The conversation started with a bit on how AI Engineering represents an interesting shift in the software engineering landscape, potentially opening new career paths for traditional software engineers. While developers may not need deep mathematical knowledge of derivatives and linear algebra upfront, there’s a growing recognition that understanding how AI systems behave - their constraints and opportunities - is becoming increasingly valuable.

A key tension emerged in the discussion around enterprise adoption. While there’s significant enthusiasm around AI applications, particularly on social media where developers showcase apps with substantial user bases, enterprise companies often maintain their traditional team structures. This creates an interesting dynamic where companies might maintain their existing ML engineering teams while simultaneously forming new “tiger teams” focused on generative AI initiatives, leading to organisational friction.

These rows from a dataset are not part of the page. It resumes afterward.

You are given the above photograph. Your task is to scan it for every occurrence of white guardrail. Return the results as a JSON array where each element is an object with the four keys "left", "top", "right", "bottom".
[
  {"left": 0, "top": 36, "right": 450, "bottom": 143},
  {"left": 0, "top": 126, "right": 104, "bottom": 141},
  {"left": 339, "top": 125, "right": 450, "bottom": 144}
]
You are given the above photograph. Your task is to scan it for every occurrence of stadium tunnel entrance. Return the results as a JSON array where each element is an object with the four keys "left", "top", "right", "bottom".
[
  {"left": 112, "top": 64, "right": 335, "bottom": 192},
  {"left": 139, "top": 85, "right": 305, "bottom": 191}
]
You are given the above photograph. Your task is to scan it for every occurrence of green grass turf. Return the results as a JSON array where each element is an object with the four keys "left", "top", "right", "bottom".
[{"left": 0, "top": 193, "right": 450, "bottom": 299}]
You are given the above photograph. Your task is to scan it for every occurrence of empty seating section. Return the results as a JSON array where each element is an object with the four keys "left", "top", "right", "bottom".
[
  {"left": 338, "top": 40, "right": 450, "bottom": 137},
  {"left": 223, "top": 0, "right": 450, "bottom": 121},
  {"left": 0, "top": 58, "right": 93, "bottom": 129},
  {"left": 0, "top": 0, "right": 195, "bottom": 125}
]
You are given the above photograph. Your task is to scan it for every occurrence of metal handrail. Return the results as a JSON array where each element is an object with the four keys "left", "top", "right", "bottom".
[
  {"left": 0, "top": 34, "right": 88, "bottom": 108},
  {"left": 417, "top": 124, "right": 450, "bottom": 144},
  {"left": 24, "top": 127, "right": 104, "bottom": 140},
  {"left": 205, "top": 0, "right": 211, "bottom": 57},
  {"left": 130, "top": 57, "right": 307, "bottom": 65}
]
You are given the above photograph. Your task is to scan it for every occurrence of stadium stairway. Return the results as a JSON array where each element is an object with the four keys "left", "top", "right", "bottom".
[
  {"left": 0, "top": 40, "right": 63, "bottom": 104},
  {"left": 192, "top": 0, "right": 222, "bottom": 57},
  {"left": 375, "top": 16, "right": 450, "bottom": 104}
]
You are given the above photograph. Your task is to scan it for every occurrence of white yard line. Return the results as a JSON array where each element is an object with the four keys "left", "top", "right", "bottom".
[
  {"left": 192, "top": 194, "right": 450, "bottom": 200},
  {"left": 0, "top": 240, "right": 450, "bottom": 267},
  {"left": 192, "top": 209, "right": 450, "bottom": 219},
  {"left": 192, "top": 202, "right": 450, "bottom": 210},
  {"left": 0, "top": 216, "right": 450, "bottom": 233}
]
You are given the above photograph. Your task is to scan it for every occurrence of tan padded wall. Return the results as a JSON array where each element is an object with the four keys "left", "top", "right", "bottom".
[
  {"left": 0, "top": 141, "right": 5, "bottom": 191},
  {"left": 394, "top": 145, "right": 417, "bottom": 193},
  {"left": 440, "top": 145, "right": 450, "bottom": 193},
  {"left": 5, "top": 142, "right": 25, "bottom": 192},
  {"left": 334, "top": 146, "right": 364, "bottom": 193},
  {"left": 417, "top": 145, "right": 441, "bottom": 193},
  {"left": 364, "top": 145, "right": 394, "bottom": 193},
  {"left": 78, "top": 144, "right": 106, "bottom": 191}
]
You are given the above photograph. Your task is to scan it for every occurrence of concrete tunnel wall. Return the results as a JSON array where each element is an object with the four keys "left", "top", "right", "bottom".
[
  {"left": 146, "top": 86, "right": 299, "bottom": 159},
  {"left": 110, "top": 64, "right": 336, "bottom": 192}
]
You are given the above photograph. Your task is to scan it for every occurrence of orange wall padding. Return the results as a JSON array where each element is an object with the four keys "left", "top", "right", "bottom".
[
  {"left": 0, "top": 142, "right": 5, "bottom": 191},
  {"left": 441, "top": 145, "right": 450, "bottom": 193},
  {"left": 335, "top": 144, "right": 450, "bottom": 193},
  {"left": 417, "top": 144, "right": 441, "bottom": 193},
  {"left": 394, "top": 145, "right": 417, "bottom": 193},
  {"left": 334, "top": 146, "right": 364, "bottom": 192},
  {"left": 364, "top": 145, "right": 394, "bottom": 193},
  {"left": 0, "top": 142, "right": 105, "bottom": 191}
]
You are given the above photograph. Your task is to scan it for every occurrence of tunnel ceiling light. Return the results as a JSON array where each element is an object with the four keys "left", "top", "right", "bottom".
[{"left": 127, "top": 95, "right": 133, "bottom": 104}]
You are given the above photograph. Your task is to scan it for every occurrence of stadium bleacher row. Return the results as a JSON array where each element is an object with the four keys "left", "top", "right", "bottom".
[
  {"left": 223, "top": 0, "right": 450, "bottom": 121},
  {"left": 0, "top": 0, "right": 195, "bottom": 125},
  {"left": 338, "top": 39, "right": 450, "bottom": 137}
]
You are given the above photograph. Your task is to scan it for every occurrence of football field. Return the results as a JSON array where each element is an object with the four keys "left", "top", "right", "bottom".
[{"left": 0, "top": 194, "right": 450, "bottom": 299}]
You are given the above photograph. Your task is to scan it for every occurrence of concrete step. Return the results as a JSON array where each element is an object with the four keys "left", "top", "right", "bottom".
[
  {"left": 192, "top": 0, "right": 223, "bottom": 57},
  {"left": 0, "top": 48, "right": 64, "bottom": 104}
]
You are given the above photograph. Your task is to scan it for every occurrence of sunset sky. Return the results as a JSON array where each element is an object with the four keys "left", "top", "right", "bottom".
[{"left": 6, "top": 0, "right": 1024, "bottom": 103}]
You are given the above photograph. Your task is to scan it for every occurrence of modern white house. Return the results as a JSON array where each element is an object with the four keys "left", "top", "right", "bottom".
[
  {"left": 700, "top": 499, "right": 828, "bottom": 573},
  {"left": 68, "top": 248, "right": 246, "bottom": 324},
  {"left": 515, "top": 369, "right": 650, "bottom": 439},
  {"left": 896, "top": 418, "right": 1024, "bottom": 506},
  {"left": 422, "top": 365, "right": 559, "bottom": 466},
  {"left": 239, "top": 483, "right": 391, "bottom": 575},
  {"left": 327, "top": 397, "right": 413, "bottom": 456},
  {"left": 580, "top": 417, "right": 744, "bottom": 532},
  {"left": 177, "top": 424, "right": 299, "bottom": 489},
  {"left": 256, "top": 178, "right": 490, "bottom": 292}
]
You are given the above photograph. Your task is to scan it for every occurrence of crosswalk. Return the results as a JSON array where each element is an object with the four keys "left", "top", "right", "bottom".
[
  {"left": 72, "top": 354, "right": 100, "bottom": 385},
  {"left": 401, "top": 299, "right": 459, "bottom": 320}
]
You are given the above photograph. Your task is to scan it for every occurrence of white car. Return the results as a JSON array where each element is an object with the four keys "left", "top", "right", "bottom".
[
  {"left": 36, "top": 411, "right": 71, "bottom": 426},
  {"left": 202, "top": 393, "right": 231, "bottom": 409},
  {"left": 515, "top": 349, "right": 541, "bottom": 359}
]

The group discussed how while it’s now possible for software engineers to quickly build AI applications by calling APIs, they often hit limitations that require deeper understanding. This raises questions about whether the “shallow” approach of purely application-level development is sustainable, or whether engineers will inevitably need to develop deeper technical knowledge around model behaviour, evaluation, and fine-tuning.

A particularly notable challenge discussed was handling the non-deterministic nature of AI systems. Traditional software engineering practices, like unit testing, don’t translate cleanly to systems where outputs can vary even with temperature set to zero. This highlights how AI Engineering requires new patterns and practices beyond traditional software engineering approaches.

The discussion also touched on evaluation techniques, including the use of log probabilities to understand model confidence and improve prompts. This represents an emerging area where traditional ML evaluation meets new challenges in assessing large language model outputs.